Into
the Wild
Chris
McCandless had just graduated from college when he disposed of pretty much
everything he owned and walked away from his family, never contacting them
again. He spent two years tramping round
America, sleeping rough, performing manual labour and occasionally travelling
just for the sake of it. His dream
throughout that time was to visit Alaska – an Alaska created in his mind by
reading Jack London books – and live in the wilds, living off the land. After almost three months of this, in a
malnutritioned and weakened state, he was poisoned by some of the berries he
had collected and he died in the abandoned bus where he had been living. When his remains were found, and his identity
sort after and discovered, his story found some notoriety, which was bolstered
further when Jon Krakauer expanded a magazine article he had written about
McCandless into a book, Into the Wild.
Sean Penn subsequently turned the book into a film.
The
story caused some controversy. Was
McCandless a naïve fool to head out into the wilderness with few skills and a
romantic notion about casting off the chains of modern society? Or was his romantic dream a noble ambition,
serving as an inspiration for all those disaffected with the turns Western
culture has taken? Krakauer’s superbly
readable, moving and intelligent book paints a more complicated picture of the
young man at its heart. In the end I was
left feeling that this was the unhappy result of that youthful excess of
passion, the belief in an absolutism that detests compromise. Western society, he felt, with its hypocrisy
and greed should be rejected in favour of a life more in tune with and
respectful of nature. To him it was
either black or it was white. Hence the
rejection of his family, a callous and hurtful thing to do, as we can see. But I find it hard to condemn him, as many
people did at the time, because he was young and young people do feel that
passion. To condemn is to judge a young
person’s actions with an old person’s attitude to life, experience condemning
innocence.
McCandless
wasn’t a loner, he was a talker and made friends easily. On his long journey to his lonely death he
touched many lives and affected them for ever.
One in particular was a solitary old man called Ron Franz (in the book). Krakauer writes this about the end of their
friendship:
On
March 14, Franz left McCandless on the shoulder of Interstate 70 outside Grand
Junction and returned to Southern California.
McCandless was thrilled to be on his way north, and he was relieved as
well – relieved that he had again evaded the impending threat of human intimacy,
of friendship and all the messy emotional baggage that comes with it. He had fled the claustrophobic confines of
his family. He had successfully kept Jan
Burres and Wayne Westerberg at arm’s length, flitting out of their lives before
anything was expected of him. And now
he’d slipped painlessly out of Ron Franz’s life as well.
Painlessly,
that is, from McCandless’s perspective – although not from the old man’s. One can only speculate about why Franz became
so attached to McCandless so quickly, but affection he felt was genuine,
intense, unalloyed. Franz had been
living a solitary existence for many years.

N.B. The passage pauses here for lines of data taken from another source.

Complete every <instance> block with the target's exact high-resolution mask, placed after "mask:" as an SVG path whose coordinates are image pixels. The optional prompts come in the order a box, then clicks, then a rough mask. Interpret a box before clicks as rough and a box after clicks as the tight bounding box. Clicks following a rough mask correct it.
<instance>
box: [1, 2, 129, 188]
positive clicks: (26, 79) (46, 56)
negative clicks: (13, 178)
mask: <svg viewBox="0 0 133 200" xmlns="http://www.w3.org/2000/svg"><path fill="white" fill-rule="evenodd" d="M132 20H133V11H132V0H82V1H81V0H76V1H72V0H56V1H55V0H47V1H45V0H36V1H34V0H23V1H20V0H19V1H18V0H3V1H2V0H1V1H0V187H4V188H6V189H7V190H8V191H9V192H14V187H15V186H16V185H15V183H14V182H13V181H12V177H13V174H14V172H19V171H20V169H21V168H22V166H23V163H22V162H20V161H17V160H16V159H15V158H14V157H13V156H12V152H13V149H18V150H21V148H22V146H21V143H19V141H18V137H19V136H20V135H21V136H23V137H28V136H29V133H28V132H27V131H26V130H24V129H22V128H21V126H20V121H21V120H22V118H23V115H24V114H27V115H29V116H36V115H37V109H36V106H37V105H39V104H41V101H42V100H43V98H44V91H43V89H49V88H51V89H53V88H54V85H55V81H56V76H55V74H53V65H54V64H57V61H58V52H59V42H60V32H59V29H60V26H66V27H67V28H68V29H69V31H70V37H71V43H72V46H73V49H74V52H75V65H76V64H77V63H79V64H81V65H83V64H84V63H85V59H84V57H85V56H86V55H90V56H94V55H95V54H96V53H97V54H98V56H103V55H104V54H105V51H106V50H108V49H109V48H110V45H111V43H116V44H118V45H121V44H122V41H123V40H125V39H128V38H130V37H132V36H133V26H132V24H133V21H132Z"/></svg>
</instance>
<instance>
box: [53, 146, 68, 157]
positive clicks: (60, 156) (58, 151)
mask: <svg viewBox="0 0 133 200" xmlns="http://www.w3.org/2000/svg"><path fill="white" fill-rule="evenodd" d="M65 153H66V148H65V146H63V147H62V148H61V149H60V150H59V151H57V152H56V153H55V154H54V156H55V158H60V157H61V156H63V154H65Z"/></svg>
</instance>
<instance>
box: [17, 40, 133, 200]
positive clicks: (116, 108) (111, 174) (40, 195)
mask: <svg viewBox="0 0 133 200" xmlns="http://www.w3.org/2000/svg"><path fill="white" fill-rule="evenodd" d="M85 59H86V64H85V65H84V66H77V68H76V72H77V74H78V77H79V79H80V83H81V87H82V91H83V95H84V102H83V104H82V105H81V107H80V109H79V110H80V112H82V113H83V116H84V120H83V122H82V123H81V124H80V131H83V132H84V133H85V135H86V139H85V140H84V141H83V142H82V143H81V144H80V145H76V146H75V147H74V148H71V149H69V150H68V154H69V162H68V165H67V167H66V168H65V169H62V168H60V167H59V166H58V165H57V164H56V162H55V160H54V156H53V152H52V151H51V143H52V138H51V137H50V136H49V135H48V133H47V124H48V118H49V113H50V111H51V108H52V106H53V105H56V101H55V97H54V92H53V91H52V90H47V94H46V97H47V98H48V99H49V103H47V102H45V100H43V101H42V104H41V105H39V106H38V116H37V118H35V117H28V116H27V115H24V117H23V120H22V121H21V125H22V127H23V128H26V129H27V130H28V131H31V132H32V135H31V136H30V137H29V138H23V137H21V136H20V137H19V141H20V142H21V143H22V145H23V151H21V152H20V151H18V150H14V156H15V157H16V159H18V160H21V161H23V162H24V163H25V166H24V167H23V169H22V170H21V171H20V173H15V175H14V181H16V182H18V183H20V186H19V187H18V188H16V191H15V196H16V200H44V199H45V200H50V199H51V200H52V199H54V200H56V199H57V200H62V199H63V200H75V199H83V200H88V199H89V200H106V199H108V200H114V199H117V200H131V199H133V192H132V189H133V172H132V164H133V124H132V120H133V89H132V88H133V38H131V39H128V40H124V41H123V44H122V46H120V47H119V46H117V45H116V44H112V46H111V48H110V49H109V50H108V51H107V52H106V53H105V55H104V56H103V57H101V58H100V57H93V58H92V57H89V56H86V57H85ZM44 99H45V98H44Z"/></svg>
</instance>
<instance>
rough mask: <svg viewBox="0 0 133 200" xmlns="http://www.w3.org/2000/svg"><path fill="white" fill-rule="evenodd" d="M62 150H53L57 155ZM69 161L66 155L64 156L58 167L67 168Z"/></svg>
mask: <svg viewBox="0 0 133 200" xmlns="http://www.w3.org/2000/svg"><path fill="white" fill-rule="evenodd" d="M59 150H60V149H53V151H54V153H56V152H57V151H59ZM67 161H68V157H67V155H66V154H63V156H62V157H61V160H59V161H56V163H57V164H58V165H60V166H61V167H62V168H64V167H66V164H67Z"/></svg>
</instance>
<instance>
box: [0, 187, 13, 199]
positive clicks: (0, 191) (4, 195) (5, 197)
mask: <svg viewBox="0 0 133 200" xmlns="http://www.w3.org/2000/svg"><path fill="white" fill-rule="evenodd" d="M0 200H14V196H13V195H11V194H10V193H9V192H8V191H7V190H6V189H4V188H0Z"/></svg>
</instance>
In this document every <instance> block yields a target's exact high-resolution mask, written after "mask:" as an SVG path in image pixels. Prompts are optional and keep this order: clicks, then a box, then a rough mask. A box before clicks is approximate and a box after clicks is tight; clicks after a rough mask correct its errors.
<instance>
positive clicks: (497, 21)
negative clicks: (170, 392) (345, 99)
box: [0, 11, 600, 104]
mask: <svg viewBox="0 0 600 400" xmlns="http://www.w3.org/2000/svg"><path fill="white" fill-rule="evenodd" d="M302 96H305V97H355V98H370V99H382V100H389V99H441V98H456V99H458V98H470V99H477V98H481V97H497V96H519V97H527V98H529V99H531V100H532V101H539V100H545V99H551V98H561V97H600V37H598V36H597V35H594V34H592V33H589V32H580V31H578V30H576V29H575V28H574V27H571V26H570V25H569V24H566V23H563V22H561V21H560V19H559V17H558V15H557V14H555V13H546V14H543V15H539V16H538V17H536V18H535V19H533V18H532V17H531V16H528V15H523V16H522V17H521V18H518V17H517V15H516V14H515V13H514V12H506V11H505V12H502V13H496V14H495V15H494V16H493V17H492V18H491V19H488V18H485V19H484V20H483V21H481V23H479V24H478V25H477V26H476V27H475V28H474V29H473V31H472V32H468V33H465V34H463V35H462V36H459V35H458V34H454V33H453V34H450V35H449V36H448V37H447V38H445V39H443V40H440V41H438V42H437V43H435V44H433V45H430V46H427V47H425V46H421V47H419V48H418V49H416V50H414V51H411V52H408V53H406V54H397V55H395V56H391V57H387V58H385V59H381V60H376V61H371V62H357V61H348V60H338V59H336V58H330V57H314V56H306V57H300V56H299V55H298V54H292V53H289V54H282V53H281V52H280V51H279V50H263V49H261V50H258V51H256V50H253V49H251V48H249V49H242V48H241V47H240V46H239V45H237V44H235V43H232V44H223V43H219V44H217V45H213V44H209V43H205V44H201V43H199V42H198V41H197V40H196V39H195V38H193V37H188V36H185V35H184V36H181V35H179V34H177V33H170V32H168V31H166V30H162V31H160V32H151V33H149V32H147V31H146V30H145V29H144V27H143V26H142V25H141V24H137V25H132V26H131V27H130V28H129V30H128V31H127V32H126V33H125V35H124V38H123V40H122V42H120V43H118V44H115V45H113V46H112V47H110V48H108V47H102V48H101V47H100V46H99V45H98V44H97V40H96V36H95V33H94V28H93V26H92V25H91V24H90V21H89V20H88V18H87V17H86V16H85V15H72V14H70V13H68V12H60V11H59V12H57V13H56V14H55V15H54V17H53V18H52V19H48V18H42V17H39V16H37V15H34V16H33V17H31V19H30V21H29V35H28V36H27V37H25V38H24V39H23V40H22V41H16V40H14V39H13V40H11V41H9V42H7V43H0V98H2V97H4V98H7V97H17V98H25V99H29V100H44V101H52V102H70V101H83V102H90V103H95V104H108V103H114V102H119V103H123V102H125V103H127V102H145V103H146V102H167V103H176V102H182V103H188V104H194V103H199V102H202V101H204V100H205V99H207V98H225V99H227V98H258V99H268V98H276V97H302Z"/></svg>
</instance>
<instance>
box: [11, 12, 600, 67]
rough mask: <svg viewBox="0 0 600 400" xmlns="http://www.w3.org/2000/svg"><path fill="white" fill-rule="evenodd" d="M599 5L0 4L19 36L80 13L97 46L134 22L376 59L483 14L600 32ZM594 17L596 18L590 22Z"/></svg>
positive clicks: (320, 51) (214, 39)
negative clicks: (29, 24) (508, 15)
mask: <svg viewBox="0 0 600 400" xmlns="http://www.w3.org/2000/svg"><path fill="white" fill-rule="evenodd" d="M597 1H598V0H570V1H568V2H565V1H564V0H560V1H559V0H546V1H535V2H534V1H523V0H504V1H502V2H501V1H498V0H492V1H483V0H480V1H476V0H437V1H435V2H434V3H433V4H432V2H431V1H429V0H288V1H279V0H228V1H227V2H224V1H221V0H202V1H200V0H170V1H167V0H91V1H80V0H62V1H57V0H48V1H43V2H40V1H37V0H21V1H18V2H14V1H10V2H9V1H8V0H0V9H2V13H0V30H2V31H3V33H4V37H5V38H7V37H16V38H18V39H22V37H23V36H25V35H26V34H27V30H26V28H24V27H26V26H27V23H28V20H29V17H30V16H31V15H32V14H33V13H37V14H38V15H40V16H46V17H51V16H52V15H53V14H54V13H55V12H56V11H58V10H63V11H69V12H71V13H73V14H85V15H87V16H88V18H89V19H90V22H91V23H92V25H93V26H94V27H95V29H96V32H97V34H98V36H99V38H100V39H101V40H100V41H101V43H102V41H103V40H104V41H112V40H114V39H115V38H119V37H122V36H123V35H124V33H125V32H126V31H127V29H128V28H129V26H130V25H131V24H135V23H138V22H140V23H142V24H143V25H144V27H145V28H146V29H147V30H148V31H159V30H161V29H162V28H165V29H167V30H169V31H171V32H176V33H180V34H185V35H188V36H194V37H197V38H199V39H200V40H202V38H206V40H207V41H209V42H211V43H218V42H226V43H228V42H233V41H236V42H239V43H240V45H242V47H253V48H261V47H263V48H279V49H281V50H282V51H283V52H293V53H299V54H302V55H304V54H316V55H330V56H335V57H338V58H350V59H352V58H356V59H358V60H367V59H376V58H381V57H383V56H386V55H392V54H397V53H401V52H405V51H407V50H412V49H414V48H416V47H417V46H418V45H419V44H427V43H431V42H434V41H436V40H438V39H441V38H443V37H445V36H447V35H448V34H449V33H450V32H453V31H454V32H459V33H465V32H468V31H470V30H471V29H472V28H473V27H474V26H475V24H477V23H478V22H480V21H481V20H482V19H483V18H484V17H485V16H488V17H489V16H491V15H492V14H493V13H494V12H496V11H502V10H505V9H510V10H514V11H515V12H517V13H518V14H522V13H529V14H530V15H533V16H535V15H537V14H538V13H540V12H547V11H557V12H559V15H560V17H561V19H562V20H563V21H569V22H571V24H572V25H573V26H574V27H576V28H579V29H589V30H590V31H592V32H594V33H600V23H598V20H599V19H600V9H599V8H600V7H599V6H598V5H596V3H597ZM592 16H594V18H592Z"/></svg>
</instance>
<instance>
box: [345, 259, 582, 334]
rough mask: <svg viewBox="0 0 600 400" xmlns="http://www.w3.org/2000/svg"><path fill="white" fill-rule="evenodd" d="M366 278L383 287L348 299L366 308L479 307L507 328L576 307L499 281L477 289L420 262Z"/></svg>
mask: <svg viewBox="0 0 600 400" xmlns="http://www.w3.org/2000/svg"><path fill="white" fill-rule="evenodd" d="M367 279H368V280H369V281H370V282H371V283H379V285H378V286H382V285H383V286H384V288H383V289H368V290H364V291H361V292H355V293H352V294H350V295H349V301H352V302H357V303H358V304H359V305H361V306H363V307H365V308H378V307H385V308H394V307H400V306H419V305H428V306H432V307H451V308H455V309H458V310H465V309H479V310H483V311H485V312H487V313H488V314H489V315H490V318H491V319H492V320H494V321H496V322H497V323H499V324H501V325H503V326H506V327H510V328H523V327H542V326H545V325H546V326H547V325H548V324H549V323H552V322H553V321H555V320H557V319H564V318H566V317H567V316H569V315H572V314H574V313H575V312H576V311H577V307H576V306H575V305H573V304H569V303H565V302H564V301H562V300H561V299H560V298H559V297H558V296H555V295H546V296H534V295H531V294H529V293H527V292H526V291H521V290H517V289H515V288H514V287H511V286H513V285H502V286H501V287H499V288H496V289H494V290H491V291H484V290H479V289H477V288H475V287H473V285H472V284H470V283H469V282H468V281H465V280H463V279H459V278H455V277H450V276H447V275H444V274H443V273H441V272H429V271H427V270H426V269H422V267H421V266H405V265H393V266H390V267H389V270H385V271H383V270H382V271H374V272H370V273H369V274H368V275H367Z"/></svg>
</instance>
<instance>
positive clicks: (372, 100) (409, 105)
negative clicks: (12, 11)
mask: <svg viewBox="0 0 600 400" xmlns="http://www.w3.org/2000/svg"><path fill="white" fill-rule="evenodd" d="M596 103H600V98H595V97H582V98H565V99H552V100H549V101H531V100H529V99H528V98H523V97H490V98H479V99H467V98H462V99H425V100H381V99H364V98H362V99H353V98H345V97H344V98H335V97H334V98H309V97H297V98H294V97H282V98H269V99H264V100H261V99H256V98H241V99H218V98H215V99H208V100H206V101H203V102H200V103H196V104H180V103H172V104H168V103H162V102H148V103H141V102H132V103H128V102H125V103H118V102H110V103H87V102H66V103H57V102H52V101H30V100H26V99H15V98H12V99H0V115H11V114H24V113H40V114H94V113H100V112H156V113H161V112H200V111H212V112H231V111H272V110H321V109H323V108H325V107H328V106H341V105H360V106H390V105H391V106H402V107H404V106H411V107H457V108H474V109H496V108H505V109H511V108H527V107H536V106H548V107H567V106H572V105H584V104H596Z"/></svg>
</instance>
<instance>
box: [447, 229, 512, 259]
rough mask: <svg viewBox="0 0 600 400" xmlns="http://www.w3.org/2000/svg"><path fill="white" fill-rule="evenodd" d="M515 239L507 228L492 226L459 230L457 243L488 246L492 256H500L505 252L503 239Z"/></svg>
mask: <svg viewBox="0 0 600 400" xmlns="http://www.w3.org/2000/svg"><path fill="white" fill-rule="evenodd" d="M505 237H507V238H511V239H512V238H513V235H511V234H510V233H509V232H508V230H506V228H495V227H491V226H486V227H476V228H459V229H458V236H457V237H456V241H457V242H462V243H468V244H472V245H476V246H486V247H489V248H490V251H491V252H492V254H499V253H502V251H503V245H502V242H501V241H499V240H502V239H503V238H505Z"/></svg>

He had no family and few friends.
A disciplined, self-reliant man, he had got on remarkably well despite
his age and solitude. When McCandless came
into his world, however, the boy undermined the man’s meticulously constructed
defenses. Franz relished being with
McCandless, but their burgeoning friendship also reminded him how lonely he’d
been. The boy unmasked the gaping void
in Franz’s life even as he helped fill it.
When McCandless departed as suddenly as he’d arrived, Franz found
himself deeply and unexpectedly hurt.*
These
couple of paragraphs hit me hard, ‘in the heart, where it hurt’, to use Simon
Armitage’s phrase, and I think gets to the core of the book as a story of
loneliness. After McCandless left, Franz
bought an RV and went travelling to, trying to find that companionship he had
found with the boy.
In
the bus, by the body, were many annotated books, including a number by
Tolstoy. In one McCandless had
highlighted a passage: ‘life similar to the life of those around us, merging
with it without a ripple, is genuine life, and an unshared happiness is not
happiness’. He had added, his crucial
insight of his time in the wilderness, ‘HAPPINESS ONLY REAL WHEN SHARED.’ It’s a heart-breaking story, a heart-breaking
film and a heart-breaking book.
*
Excerpt from ‘Into the Wild’, © Jon Krakauer, Pan-Macmillan 1998.